FIRST TIME THROUGH:  You panic, as you have NO idea about skilled nursing, what it is, which one is good, what you want to be asking about a facility, NOTHING.

SECOND TIME THROUGH: You have already asked your sibling to go to www.medicare.gov and look at the nursing home compare tool to look at ratings for the nursing homes within a certain mile radius of where you live.  He emails that to you, and you have it before the social worker even makes first contact.  You are ready.

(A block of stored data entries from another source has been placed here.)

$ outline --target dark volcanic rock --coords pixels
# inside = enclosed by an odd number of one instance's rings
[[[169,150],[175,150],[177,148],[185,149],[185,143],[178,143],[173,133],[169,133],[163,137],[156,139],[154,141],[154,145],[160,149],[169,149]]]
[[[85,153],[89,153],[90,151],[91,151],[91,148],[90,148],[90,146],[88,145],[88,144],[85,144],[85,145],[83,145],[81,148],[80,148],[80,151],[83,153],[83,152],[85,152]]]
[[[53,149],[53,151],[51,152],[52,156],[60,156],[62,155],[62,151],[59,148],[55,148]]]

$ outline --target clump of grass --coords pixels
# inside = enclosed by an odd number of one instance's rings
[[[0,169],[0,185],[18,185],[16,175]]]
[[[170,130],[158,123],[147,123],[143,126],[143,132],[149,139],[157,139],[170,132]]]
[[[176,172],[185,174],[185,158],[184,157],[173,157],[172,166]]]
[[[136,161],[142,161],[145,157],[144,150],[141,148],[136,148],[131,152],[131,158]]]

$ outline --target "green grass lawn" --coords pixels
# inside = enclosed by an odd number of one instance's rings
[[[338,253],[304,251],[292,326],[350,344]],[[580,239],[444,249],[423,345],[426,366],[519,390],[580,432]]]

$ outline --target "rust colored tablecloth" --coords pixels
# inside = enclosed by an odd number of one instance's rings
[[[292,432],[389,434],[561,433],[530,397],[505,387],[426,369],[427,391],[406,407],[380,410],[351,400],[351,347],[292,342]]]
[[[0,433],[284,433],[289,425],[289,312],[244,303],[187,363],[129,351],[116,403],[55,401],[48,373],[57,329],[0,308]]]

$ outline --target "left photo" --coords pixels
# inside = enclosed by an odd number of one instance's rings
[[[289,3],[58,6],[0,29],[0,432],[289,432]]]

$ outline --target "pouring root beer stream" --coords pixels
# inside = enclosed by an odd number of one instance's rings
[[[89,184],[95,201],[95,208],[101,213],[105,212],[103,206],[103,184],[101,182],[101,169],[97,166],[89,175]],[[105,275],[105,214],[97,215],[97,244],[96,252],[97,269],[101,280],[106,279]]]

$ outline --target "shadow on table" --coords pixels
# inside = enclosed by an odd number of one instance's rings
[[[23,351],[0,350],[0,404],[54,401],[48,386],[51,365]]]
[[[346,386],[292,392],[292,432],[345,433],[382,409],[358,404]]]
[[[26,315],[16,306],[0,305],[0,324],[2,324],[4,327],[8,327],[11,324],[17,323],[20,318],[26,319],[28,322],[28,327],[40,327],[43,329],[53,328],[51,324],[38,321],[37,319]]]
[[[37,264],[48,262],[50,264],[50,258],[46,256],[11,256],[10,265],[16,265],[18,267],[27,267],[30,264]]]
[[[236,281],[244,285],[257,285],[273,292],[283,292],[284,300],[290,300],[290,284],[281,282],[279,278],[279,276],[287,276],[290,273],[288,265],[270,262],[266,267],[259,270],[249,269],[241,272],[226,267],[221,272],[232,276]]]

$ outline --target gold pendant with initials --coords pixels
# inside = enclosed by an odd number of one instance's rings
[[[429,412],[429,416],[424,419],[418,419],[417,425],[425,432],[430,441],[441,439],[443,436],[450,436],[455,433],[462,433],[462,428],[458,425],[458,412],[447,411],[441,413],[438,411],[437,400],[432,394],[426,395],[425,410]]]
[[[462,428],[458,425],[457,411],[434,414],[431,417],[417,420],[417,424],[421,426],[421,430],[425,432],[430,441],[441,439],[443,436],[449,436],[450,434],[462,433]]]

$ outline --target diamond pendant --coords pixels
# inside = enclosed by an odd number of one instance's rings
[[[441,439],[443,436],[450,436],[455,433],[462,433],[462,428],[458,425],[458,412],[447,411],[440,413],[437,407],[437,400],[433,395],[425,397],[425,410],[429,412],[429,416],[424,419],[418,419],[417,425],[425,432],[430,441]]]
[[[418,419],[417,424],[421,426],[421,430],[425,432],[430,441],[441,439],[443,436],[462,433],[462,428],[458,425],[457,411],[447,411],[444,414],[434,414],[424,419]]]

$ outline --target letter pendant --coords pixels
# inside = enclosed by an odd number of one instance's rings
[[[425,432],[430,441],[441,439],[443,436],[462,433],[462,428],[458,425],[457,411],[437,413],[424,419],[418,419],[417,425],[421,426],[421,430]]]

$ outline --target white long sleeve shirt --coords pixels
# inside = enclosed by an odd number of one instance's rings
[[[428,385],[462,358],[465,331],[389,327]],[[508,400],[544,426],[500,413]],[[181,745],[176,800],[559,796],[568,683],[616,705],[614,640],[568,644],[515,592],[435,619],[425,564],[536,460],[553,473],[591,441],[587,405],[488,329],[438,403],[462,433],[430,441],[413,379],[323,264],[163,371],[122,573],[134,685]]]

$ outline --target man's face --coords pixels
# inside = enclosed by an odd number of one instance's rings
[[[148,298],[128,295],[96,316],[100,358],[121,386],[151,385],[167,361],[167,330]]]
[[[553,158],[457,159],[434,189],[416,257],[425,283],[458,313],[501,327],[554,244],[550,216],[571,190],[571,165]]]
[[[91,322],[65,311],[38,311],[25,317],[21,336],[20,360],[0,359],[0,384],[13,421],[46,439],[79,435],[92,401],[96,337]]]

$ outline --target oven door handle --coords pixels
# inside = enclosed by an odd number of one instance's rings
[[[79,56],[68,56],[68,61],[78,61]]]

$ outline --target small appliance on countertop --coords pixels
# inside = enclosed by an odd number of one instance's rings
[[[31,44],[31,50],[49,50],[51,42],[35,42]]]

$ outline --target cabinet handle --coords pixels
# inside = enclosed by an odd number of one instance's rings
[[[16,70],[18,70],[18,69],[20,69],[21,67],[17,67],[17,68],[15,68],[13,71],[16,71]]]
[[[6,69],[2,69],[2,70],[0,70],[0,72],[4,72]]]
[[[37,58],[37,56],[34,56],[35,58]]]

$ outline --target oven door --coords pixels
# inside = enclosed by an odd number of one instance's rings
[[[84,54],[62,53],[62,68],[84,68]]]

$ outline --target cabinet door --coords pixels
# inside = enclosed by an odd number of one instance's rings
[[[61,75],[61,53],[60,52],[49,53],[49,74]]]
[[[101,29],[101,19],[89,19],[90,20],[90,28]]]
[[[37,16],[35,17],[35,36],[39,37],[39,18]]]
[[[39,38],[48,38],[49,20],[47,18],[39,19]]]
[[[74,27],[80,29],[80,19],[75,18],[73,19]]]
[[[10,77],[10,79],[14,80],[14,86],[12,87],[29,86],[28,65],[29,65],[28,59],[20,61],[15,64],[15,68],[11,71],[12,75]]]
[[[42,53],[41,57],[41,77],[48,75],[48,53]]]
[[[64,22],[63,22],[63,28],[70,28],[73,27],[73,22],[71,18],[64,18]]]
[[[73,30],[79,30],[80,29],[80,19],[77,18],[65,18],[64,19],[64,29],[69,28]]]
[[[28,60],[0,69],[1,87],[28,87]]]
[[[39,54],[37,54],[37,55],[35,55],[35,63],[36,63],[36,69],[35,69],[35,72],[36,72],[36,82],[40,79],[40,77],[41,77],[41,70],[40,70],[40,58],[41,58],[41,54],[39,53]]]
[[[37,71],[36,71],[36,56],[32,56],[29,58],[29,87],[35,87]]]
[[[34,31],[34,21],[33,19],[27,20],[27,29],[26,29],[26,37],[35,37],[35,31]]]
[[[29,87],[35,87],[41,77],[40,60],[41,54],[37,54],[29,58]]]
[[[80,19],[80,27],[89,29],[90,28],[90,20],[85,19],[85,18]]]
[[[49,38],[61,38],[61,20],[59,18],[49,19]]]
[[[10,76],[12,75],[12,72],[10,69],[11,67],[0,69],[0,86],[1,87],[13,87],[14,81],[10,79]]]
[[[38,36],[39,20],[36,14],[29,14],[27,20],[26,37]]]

What you are never ready for is when the anesthesiologist asks you whether you want your father to be resuscitated should he go into cardiac arrest while on the operating table.  That is the conversation everyone dreads, but it is necessary to have that conversation and to be ready for it.  When it came, I was frozen.  I knew my dad was very clear in his advance directives that he didn’t want anything done to prolong his life if there was no way to recover.  Putting a breathing tube down his throat during surgery because he was fading, was, in fact life-prolonging, however I decided that in the controlled environment of the OR, if something unexpected happened, I did want them to do what they could to save him.

I also made it clear that OUTSIDE the controlled environment of the operating room, my dad’s advance directive was to be respected.  So if, after surgery, for some reason my father could not breathe on his own, they were to remove it.

IMG_6316 (1)SIGH. Welcome to the club no one asks to join.  If you are a member of this club, the more prepared you can become, the less stress you will have.